With organise crime already costing Australians around $36 billion each year, it should come as no surprise that criminals are now increasingly targeting the next big golden goose – the $2.2 trillion superannuation sector.
According to the Australian Criminal Intelligence Commission (ACIC), organised crime gangs and hackers are trying to rob Australians of their super savings, through complex phishing scams and electronic hacking.
“A recent increase has been observed in the use of targeted online methodologies to fraudulently access an individual’s superannuation account,” states the Organised Crime in Australia report.
“SMSFs (self-managed super funds) are particularly vulnerable to incidents of fraud, in part due to the desire of individuals to source and control their own investments.”
The report also states that identity crime, where personal and financial information is stolen, last year cost Australians $2.2 billion – an increase from $1.6 billion in 2014.
“As visibility of criminal activities becomes increasingly obscured through new technologies and sophisticated methods, it is clear that a connected, informed and collaborative response to the threat is required,” said ACIC acting chief, Nicole Rose.
An Australian Institute of Criminology survey states that identity crime is now the most common form of household-related theft.
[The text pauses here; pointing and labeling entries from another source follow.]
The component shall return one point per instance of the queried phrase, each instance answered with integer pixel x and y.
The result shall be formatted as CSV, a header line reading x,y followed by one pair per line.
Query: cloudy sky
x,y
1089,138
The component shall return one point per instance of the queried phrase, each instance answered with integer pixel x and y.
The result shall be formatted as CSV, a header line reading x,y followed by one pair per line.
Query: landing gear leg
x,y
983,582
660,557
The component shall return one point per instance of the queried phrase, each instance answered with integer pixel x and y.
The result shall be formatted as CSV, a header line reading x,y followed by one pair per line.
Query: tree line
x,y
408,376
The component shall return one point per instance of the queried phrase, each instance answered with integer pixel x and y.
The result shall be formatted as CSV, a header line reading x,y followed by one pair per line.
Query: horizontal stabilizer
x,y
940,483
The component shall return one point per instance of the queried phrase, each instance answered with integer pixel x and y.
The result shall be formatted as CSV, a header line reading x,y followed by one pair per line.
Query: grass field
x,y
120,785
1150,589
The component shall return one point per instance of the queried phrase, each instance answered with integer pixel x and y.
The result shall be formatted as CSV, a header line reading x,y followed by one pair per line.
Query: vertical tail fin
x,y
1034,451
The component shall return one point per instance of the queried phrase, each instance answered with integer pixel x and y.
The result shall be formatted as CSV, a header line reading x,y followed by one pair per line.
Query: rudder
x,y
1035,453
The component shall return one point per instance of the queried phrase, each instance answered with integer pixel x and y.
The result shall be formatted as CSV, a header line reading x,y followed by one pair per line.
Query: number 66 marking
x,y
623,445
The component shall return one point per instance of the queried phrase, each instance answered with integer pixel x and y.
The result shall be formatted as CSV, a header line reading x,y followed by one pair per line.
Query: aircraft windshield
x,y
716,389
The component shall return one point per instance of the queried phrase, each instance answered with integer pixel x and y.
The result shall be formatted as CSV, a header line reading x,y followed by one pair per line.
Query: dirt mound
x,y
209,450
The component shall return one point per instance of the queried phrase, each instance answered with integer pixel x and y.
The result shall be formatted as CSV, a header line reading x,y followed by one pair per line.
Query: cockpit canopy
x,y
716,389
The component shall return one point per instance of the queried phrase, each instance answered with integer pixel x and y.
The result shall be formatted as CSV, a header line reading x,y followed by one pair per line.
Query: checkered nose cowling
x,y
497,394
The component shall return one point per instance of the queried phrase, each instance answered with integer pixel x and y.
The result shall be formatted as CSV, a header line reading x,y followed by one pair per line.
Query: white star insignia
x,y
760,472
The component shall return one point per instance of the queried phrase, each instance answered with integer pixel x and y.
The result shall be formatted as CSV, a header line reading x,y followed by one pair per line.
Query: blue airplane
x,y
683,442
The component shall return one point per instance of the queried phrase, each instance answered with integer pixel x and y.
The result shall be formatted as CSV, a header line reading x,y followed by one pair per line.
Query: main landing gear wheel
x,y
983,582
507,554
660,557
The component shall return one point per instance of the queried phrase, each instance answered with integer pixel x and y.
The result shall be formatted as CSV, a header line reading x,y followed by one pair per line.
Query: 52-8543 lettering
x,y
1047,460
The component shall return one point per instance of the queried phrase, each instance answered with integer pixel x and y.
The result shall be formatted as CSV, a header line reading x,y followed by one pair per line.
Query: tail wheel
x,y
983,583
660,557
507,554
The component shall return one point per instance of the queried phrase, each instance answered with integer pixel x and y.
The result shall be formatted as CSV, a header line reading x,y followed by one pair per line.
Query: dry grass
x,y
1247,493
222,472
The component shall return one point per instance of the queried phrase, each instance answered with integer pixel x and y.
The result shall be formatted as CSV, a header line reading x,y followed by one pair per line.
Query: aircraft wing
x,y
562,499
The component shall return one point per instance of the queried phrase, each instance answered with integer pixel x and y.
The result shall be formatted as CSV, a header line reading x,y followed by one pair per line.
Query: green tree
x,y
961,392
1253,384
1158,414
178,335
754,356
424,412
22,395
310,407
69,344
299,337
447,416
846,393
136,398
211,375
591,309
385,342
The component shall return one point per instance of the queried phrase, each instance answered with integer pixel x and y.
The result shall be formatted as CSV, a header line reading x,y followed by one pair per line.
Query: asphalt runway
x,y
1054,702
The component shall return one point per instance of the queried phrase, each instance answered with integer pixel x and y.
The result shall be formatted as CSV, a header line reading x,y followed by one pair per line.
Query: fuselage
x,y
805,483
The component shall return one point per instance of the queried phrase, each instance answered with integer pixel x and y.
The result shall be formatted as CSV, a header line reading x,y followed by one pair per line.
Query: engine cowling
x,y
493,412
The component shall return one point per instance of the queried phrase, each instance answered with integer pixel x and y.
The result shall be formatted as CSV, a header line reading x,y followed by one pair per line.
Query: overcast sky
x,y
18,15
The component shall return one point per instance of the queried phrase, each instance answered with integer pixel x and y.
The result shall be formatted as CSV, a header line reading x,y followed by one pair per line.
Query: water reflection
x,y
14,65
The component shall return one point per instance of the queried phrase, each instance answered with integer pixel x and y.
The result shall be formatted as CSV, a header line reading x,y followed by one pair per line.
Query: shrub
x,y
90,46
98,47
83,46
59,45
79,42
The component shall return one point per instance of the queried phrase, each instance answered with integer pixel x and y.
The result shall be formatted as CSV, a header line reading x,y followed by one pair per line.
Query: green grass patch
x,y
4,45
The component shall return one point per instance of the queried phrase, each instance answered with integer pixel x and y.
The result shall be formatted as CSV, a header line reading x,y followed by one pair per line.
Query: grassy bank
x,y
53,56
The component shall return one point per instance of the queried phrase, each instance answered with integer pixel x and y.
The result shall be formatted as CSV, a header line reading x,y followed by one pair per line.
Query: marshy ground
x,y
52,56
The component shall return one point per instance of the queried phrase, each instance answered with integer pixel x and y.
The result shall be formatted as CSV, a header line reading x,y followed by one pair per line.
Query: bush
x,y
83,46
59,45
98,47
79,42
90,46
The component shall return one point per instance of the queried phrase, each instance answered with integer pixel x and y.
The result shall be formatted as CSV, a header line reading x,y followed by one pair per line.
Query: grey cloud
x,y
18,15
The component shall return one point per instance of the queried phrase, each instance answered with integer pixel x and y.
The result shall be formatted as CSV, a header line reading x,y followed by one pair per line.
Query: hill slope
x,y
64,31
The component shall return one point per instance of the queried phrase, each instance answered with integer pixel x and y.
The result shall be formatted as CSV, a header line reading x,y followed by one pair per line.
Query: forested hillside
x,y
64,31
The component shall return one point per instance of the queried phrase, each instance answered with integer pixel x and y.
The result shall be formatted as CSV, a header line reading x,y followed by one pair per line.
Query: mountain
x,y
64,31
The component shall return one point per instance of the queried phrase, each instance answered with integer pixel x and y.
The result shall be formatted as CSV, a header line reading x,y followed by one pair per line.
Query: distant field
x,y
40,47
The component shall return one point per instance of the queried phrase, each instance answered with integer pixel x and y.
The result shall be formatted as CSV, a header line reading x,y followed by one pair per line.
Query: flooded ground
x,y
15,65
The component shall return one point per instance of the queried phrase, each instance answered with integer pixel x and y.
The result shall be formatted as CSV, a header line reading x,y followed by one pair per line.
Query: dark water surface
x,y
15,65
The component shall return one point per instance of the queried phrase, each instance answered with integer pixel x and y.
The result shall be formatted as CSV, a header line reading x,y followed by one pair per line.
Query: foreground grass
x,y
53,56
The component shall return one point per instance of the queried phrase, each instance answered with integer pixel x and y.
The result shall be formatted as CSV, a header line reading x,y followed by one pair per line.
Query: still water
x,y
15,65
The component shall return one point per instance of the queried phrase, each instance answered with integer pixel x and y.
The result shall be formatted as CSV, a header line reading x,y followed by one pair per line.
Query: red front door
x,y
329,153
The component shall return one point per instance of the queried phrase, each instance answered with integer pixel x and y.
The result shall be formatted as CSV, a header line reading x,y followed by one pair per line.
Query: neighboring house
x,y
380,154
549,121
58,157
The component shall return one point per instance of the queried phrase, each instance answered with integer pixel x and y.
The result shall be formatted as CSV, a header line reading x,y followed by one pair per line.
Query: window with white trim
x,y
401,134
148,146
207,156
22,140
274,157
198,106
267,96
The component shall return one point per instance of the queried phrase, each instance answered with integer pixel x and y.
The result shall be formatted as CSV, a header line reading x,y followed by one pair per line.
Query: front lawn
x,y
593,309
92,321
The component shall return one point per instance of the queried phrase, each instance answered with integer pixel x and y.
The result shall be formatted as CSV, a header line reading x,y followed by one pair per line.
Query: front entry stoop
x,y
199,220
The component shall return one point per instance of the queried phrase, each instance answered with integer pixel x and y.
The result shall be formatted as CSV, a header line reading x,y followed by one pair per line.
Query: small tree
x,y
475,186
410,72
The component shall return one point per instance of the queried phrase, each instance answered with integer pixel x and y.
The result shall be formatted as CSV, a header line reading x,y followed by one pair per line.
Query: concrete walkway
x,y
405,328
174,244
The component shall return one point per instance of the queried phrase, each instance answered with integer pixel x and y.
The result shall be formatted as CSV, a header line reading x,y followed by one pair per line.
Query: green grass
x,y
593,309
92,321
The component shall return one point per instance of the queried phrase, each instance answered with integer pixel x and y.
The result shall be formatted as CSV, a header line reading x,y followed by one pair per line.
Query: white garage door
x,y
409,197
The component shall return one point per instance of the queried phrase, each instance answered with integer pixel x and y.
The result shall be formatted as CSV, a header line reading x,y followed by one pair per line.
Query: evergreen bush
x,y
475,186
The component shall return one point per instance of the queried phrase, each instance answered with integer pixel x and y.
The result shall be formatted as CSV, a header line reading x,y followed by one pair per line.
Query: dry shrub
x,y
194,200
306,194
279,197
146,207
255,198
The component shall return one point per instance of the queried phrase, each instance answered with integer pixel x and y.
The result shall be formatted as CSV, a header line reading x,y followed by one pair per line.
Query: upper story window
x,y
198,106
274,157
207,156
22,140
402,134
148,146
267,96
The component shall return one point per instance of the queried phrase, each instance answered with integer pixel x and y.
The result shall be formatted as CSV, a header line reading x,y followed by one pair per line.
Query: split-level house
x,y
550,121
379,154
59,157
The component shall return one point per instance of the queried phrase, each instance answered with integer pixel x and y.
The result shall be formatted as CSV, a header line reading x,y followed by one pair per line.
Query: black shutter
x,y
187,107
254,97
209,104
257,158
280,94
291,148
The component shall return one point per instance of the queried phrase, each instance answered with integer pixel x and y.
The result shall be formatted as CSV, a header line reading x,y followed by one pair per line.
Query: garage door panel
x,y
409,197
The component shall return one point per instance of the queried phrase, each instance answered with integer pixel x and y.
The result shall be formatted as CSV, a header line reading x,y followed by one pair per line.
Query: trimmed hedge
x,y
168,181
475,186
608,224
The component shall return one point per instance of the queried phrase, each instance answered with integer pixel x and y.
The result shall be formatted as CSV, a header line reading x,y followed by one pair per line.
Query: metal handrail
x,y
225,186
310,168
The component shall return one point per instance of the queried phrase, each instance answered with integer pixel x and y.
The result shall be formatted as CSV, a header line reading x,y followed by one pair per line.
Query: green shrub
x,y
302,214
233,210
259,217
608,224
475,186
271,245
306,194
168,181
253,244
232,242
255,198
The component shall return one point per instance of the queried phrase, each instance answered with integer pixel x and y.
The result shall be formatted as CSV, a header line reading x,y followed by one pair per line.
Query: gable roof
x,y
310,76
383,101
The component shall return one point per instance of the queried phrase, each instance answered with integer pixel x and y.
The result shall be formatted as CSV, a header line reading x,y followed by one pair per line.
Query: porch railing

The ACIC report also pointed out that the use of “professional facilitators” was becoming a serious issue.
“The most common professions exploited by organised crime include lawyers, accountants, financial and tax advisers, registered migration agents, stockbrokers, real estate agents and customs brokers,” states the report.
Federal Justice Minister Michael Keenan said that fighting organised crime in Australia was a massive challenge.
“That co-operation between state and federal law enforcement is absolutely vital if we’re going to have a compressive national response to beat criminality,” he said.
How safe is your super? Do you trust your professional advisers?